Triggers are excellent eating. We caught them in the Gulf off of Alabama.




6Speed said:


> Trigger fish is the best fish I've ever eaten. I don't blame the sharks a bit!


----------



## 6Speed (Mar 8, 2013)

Yep, grew up diving around the gulf parts east of there and we'd let a grouper go in a second to spear a trigger fish or two. Butter, thin sliced onion, wrap it in foil and toss it on the grill. Better than perch, walleye, halibut, lobster, shrimp, etc, etc, etc...long as it's fresh, it's the best.


----------



## Cpt.Chaos (May 28, 2006)

Well they made ceviche out of a few of them right on the boat, had to bop them on the head to dispatch them, so I don’t think it gets any fresher!


----------



## Wallywarrior (Apr 1, 2016)

Had a buddy lose the tip of a finger to a big trigger fish in Cancun. They’ve sure got a nasty bite. 


Sent from my iPhone using Tapatalk


----------



## 6Speed (Mar 8, 2013)

Wallywarrior said:


> Had a buddy lose the tip of a finger to a big trigger fish in Cancun. They’ve sure got a nasty bite.
> 
> 
> Sent from my iPhone using Tapatalk


Was it his trigger finger? Sorry, had to ask!


----------



## Fishndude (Feb 22, 2003)

Puerto Aventuras! I've caught Triggers there, before. And a few other fish, including a Barracuda that was pushing 35#. There are huge seasonal migrations that follow the trench between Cozumel, and the mainland. Playa, and Puerto Aventuras are the best places to fish from to target those migrations.
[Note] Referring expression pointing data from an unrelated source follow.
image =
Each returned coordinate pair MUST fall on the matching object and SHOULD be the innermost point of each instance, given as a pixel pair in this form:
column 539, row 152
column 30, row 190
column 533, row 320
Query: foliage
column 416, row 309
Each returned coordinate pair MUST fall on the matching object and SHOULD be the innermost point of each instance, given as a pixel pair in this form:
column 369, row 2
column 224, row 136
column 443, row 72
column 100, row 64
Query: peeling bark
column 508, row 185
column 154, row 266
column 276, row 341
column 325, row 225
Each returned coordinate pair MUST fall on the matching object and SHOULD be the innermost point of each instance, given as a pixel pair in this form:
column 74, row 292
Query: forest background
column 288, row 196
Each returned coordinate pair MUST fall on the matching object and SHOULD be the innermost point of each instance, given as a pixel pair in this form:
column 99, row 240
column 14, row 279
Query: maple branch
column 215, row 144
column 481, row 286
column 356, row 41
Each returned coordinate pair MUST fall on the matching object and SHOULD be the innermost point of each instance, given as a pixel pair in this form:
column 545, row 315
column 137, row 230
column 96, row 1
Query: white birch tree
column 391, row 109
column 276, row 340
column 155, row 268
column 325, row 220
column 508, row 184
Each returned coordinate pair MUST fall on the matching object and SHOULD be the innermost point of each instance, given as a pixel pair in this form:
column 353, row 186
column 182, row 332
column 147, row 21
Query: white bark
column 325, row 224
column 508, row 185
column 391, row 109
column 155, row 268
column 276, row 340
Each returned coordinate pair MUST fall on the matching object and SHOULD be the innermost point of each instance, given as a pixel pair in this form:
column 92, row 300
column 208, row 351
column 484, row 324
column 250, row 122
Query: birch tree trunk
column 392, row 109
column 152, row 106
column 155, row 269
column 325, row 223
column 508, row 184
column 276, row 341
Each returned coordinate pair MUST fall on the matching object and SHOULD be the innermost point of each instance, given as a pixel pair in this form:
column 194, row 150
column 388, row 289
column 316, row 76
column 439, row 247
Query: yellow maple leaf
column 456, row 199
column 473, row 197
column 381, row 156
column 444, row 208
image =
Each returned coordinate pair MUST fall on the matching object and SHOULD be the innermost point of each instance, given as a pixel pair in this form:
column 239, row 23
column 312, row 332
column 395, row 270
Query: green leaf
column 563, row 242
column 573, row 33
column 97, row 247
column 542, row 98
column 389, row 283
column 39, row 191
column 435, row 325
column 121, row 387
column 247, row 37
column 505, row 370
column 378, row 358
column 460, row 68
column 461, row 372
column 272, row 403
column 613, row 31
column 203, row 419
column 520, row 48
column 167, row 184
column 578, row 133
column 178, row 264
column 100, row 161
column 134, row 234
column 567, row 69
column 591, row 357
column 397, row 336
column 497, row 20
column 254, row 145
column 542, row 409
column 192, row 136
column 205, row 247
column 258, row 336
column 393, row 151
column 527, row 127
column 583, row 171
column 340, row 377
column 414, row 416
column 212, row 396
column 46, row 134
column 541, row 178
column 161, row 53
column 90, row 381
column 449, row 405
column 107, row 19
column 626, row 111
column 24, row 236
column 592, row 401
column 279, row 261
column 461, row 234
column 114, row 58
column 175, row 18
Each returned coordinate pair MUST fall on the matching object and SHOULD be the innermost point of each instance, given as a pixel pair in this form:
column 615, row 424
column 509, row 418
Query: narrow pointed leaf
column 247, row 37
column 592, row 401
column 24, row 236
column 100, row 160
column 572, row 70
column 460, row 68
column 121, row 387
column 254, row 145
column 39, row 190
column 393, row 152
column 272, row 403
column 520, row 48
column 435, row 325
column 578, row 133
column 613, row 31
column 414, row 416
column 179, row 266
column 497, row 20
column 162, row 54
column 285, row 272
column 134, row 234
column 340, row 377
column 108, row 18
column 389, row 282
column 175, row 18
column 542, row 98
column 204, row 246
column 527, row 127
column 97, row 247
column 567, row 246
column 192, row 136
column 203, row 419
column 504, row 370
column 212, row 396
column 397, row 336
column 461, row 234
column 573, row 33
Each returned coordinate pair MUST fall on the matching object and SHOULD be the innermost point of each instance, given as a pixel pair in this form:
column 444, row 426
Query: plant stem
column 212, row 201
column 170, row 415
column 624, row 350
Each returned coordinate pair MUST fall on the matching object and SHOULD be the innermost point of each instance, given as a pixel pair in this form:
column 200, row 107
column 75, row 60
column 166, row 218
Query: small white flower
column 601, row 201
The water literally goes from 100 ft to 500 ft in 1/4 mile, just offshore of Puerto Aventuras. 

Panga fishing rocks.


----------



## aquaalf (May 28, 2017)

Cpt.Chaos said:


> Well they made ceviche out of a few of them right on the boat, had to bop them on the head to dispatch them, so I don’t think it gets any fresher!


 We did the same out on the Pacific out of Mexico, Very good.


----------



## twodogsphil (Apr 16, 2002)

On the Gulf, Florida caters to the commercial guys — 32 ton quota on triggers, none for recreational. Likewise with red snapper — 300 ton quota for the commercial boats, none for recreational fisherman.


----------